By Don Quijones: Global bankster behemoth HSBC is not having a good 2015, despite celebrating its 150th anniversary. It has been implicated in even more scandals than usual, faces a 5% increase in dividend costs in its adopted home country, the UK, and has decided to lay off another 25,000 workers worldwide. It’s also selling off its Brazil and Turkey units and is even threatening to up sticks from the City of London and move its headquarters back to Hong Kong.
Which begs the question: why such drastic restructuring? More to the point, why now?
Back to the Past
According to HSBC, the move is aimed primarily at restoring investor confidence.

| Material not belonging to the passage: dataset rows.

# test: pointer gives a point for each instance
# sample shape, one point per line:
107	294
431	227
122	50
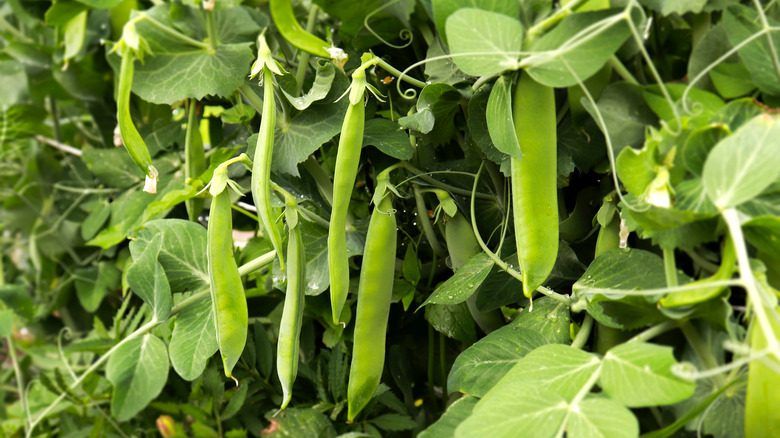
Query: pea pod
288	347
534	186
374	295
227	292
287	25
130	137
347	160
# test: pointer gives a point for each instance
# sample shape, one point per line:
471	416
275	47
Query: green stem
622	71
703	351
425	221
584	333
397	73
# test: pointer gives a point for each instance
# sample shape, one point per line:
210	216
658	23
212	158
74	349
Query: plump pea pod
726	269
347	160
195	158
292	316
374	295
130	137
462	245
227	292
534	191
285	21
261	166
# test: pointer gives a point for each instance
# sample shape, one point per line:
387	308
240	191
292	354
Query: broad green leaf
94	282
482	365
483	42
605	284
740	167
182	254
764	233
464	283
549	318
387	136
742	22
499	118
558	368
526	412
452	320
146	278
445	426
577	47
294	423
601	417
177	70
319	89
442	9
194	339
138	371
648	368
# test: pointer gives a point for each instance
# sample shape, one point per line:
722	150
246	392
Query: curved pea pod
724	272
347	160
231	317
287	25
288	346
534	186
373	308
130	137
261	166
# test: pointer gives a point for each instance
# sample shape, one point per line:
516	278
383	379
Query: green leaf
146	278
454	321
604	284
194	339
138	371
178	70
648	368
560	59
499	118
182	253
482	42
463	283
442	9
742	22
388	137
445	426
740	167
93	283
482	365
549	318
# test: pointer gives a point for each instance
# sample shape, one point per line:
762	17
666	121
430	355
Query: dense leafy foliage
659	315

Its decision to sell its operations in Turkey and Brazil forms part of a strategic reorientation toward East Asian markets, where HSBC originally cut its teeth 150 years ago (laundering the proceeds from the British East Indian company’s opium trade, as I documented here), and where margins are currently much higher than in Brazil and Turkey.
HSBC’s loss of interest in the Brazilian and Turkish markets is down to two main factors, according to Foreign Policy magazine: first, both markets are slowing down at an alarming rate; and second, they don’t offer the same get-richer-quicker opportunities available in the more unequal markets of the East:
In Brazil, assiduous redistribution by the governments of Luiz Inácio Lula da Silva and Dilma Rousseff has, for all their faults, evened out the income distribution to a historic degree. In Turkey, income inequality is also lower than it was when HSBC made its big acquisitions.